Our patient manifested bulla formation and typical exfoliation of the epidermis without mucosal involvement while 80% of SJS/TEN cases generally involve two or more mucous membranes (8). Clinically, SJS/TEN needs to be differentiated from other infectious diseases, autoimmune bullous diseases and lupus erythematosus. For this reason, a chest CT scan and cultured cutaneous secretions were included to exclude mycoplasma pneumonia and a staphylococcal scalded skin syndrome. Skin biopsy and direct immunofluorescence were not performed as consent was not obtained. According to the algorithm of drug causality for epidermal necrolysis (ALDEN) (13), the probable culprit drug was identified as afatinib, with an ALDEN score of four. As TEN is life-threatening, afatinib was immediately stopped and supportive care, intravenous methyl-prednisolone (1.2 mg/kg/d), oral ebastine and desloratadine were initiated.
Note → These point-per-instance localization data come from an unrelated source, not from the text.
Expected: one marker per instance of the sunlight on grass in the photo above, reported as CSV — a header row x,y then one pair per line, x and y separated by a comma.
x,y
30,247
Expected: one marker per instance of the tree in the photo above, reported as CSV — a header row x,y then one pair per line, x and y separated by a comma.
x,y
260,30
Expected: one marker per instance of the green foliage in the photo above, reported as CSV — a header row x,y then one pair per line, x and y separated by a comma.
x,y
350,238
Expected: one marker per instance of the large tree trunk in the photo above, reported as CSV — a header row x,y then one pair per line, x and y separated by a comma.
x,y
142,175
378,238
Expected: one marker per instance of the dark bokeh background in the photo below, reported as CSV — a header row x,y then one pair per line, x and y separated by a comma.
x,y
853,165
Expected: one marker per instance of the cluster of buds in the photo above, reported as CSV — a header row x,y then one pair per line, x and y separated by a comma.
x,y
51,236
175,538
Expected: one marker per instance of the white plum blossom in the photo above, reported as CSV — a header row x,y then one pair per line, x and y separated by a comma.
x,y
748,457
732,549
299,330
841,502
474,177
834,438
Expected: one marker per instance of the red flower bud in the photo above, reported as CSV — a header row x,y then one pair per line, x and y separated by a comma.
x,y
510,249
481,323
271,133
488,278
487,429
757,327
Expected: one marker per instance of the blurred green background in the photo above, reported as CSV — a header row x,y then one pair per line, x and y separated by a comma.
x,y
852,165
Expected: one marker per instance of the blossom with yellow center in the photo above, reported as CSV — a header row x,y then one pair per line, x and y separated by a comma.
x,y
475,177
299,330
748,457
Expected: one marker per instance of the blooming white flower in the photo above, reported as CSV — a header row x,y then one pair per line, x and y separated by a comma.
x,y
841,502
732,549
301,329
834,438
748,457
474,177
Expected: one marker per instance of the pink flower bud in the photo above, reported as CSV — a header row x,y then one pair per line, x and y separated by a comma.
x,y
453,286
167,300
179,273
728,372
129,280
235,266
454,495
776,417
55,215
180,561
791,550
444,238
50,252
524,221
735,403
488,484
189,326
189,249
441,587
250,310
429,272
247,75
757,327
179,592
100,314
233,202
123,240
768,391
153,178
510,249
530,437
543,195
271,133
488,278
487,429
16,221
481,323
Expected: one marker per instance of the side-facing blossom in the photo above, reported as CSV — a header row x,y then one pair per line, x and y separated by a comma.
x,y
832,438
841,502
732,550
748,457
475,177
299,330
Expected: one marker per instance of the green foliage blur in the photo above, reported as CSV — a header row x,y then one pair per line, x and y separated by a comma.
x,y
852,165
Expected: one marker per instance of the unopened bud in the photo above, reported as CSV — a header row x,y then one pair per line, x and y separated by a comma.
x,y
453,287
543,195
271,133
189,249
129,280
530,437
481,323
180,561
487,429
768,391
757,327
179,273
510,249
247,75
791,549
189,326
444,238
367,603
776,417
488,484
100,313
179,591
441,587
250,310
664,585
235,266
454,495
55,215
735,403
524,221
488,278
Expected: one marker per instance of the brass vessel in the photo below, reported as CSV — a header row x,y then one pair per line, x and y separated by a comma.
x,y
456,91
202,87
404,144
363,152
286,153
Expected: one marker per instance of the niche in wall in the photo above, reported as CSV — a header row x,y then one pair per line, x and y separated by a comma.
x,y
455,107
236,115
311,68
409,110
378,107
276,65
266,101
Although controversy remains with regard to use of glucocorticoids in SJS/TEN patients, our patient benefitted from such therapy. His body temperature returned to normal in one day, progression of the skin rash ceased within three days and the dose of methyl-prednisolone was reduced to 1.0 mg/kg/d. The cutaneous lesions partially improved after seven days and no severe side effects were observed. There is some evidence indicating that a combination therapy consisting of corticosteroids and IVIg is associated with reduced mortality rates and significant abbreviations in recovery times of TEN patients (14). For economic reasons, our patient refused IVIg therapy. It has also been reported that administration of TNF-α inhibitors can serve as a rapid and effective treatment for SJS/TEN in some cases. As malignant tumors were present in our patient, TNF-α inhibitor treatment was not considered in this case. The patient developed hypoproteinemia on the seventh day of hospitalization, for which he received intravenous human albumin and then suddenly lapsed into a coma due to multiple brain metastases. The patient’s family relinquished further treatment and the patient was voluntarily discharged.
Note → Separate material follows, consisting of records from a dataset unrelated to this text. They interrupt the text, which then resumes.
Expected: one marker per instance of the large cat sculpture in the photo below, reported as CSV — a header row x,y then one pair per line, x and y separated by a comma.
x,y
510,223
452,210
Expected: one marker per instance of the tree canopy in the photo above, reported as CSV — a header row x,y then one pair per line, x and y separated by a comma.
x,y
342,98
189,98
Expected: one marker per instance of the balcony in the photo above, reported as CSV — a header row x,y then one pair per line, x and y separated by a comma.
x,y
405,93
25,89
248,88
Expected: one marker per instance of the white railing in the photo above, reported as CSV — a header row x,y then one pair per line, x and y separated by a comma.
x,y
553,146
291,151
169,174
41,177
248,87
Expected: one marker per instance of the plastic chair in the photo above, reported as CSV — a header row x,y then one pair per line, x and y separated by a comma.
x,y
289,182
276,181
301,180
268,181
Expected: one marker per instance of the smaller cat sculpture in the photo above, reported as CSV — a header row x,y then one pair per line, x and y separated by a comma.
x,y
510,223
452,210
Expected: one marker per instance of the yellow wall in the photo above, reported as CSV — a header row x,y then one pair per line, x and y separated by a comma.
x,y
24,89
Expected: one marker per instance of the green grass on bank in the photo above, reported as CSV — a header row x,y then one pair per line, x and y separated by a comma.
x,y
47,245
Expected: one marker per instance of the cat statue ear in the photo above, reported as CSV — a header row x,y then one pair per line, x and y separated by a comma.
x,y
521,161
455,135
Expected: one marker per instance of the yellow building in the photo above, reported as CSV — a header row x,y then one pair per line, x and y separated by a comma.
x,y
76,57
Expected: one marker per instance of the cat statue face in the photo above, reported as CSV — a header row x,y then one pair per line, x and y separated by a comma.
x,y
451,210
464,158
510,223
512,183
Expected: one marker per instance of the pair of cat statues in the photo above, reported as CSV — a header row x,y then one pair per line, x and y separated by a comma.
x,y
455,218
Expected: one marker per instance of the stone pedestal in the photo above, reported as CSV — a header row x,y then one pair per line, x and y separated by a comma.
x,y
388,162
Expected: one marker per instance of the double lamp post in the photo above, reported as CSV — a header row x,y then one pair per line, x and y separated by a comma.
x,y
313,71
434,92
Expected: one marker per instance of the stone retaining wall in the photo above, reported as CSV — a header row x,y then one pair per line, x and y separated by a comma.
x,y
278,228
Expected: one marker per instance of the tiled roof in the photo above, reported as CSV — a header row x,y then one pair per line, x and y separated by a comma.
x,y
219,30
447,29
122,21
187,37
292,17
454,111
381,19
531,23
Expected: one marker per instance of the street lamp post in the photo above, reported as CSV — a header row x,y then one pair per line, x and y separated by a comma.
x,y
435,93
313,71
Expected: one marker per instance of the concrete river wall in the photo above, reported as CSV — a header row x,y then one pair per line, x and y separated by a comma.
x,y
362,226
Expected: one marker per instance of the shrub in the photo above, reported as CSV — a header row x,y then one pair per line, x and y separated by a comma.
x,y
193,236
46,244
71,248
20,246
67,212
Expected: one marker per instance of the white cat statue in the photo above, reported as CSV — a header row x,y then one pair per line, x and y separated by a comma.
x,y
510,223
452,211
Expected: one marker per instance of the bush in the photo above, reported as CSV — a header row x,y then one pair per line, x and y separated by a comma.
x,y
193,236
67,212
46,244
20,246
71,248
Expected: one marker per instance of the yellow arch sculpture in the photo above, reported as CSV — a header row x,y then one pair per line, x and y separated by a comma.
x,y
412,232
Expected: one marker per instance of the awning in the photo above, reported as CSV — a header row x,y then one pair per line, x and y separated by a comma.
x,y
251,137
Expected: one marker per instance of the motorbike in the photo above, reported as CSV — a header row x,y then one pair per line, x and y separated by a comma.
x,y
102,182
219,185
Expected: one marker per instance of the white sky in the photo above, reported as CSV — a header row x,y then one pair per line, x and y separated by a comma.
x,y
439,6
To our knowledge, there have only been four cases of SJS/TEN associated with afatinib in patients with NSCLC (Table 1) (11, 15–17). All of these patients received corticosteroid treatment, with two receiving corticosteroid pulse therapy and one receiving corticosteroid pulse therapy combined with IVIg. Corticosteroids have anti-inflammatory and immunosuppressant properties that inhibit the production of inflammatory cytokines and antibodies, as well as that of keratinocyte apoptosis induced by T cells (18). Due to limited evidence and varied results obtained, controversies remain with regard to the use of corticosteroids in SJS/TEN. However, all patients receiving corticosteroids benefited from this therapy, with four patients showing a complete recovery, and the lesions observed in our patient showed a partial improvement, but unfortunately died within two weeks after discharge due to brain metastases. The latency period of responses in these four cases were all greater than thirty days, while that of our case was only five days. In general, latency periods of symptoms to drug exposure range from 4 to 28 days in SJS/TEN cases (8). It would appear that SJS/TEN induced by afatinib is more likely to show a longer latency period. In the epidermis, suprabasal layers and outer layers of hair follicles and EGFR expression occur predominantly in undifferentiated, proliferating keratinocytes (19). And, this EFGR has been shown to regulate normal keratinocyte proliferation, differentiation, migration and survival (20). A potential mechanism for afatinib-induced SJS/TEN might involve an irreversible inhibition of the EGFR signal pathway, thus affecting epidermis differentiation and re-epithelialization, ultimately leading to extensive epidermal involvement (21). However, typical responses to SJS/TEN consist of a delayed hypersensitivity reaction, where cytotoxic T cells produce granulysin and granzyme that result in the death of keratinocytes (8). Such differences might serve as an explanation for the variations in latency periods between typical versus afatinib-induced SJS/TEN. As the latency period observed in our case was consistent with that of typical SJS/TEN, we propose that a link may exist among their mechanisms. Further studies will be required to clarify the potential mechanisms of afatinib-induced SJS/TEN.

TABLE 1

Table 1 Case report of SJS/TEN associated with afatinib.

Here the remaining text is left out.